Чарлз добавляет к этому свое наблюдение, не лишенное некоторой парадоксальности: «Архиепископ (митрополит Филарет. – Н. Д.)говорил только по-русски, так что беседа между ним и Лиддоном (чрезвычайно интересная, которая длилась более часа) велась весьма оригинальным способом: архиепископ говорил фразу по-русски, епископ переводил ее на английский, после чего Лиддон отвечал ему по-французски, а епископ переводил его слова архиепископу на русский. Таким образом, беседа, которую вели всего два человека, потребовала применения трех языков!» Причины такого «пассажа» Чарлз не объясняет, однако пропустить его, конечно, не может. Возможно, епископу Леониду, воспитанному сначала во французском, а затем в английском пансионе, было удобнее переводить с русского на английский, а с французского – на русский.

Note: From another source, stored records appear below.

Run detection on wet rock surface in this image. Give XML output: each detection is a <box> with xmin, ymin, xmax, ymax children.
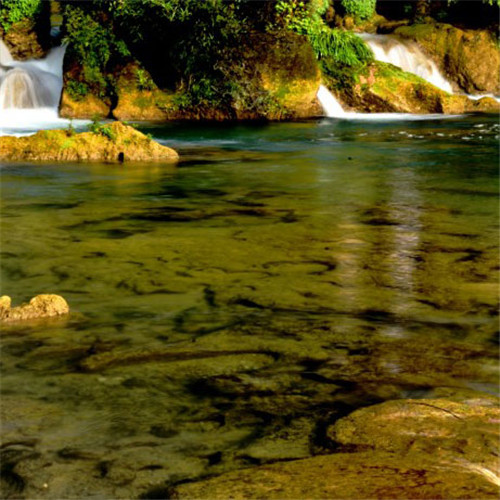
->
<box><xmin>340</xmin><ymin>62</ymin><xmax>500</xmax><ymax>114</ymax></box>
<box><xmin>0</xmin><ymin>117</ymin><xmax>498</xmax><ymax>499</ymax></box>
<box><xmin>170</xmin><ymin>393</ymin><xmax>500</xmax><ymax>499</ymax></box>
<box><xmin>0</xmin><ymin>294</ymin><xmax>69</xmax><ymax>322</ymax></box>
<box><xmin>395</xmin><ymin>23</ymin><xmax>500</xmax><ymax>94</ymax></box>
<box><xmin>0</xmin><ymin>122</ymin><xmax>178</xmax><ymax>163</ymax></box>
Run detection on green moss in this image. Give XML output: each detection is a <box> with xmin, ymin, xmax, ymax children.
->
<box><xmin>60</xmin><ymin>139</ymin><xmax>75</xmax><ymax>150</ymax></box>
<box><xmin>133</xmin><ymin>95</ymin><xmax>154</xmax><ymax>109</ymax></box>
<box><xmin>0</xmin><ymin>0</ymin><xmax>42</xmax><ymax>33</ymax></box>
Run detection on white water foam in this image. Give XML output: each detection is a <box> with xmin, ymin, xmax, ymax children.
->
<box><xmin>317</xmin><ymin>85</ymin><xmax>462</xmax><ymax>121</ymax></box>
<box><xmin>360</xmin><ymin>34</ymin><xmax>453</xmax><ymax>94</ymax></box>
<box><xmin>317</xmin><ymin>85</ymin><xmax>345</xmax><ymax>118</ymax></box>
<box><xmin>0</xmin><ymin>108</ymin><xmax>90</xmax><ymax>137</ymax></box>
<box><xmin>0</xmin><ymin>39</ymin><xmax>75</xmax><ymax>135</ymax></box>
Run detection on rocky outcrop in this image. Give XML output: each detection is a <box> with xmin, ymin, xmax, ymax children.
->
<box><xmin>0</xmin><ymin>294</ymin><xmax>69</xmax><ymax>323</ymax></box>
<box><xmin>229</xmin><ymin>32</ymin><xmax>321</xmax><ymax>120</ymax></box>
<box><xmin>0</xmin><ymin>122</ymin><xmax>178</xmax><ymax>163</ymax></box>
<box><xmin>60</xmin><ymin>31</ymin><xmax>321</xmax><ymax>121</ymax></box>
<box><xmin>59</xmin><ymin>90</ymin><xmax>111</xmax><ymax>120</ymax></box>
<box><xmin>170</xmin><ymin>394</ymin><xmax>500</xmax><ymax>499</ymax></box>
<box><xmin>330</xmin><ymin>62</ymin><xmax>500</xmax><ymax>114</ymax></box>
<box><xmin>394</xmin><ymin>23</ymin><xmax>500</xmax><ymax>94</ymax></box>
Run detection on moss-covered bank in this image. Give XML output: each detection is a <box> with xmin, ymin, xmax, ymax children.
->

Вероятно, во время этой встречи митрополиту Филарету было вручено письмо от епископа Оксфордского, которое так долго догоняло Лиддона. После долгих поисков оно было обнаружено А. М. Рушайло среди обширных материалов, посвященных празднованию юбилея митрополита Филарета. Письмо приводится в переводе, подготовленном для «Православного обозрения», где оно и было опубликовано в мае 1868 года, уже после смерти митрополита Филарета (он скончался 19 ноября 1867 года):
«Досточтимому отцу о Боге, Филарету, митрополиту Московскому в святой Православной Церкви, Самуил Божиею Милостию лорд епископ Оксфордский.
Приветствую о Господе достоуважаемого и многолюбимого отца во Христе! С глубоким интересом узнал я, что Вы близки к празднованию исполнения пятидесятого года Вашего епископства. И я желаю присовокупить мое братское поздравление и молитвы к множеству поздравлений, которые будут принесены Вам, и молитв, которые будут вознесены за Вас по поводу сего знаменательного события.
Я привык любить и чтить имя Филарета. Да благословит Бог остальное течение Вашей жизни благословениями, коими доселе ущедрял Вас, и да благоволит во время благое призвать Вас в то блаженное единство, о котором молился наш Господь.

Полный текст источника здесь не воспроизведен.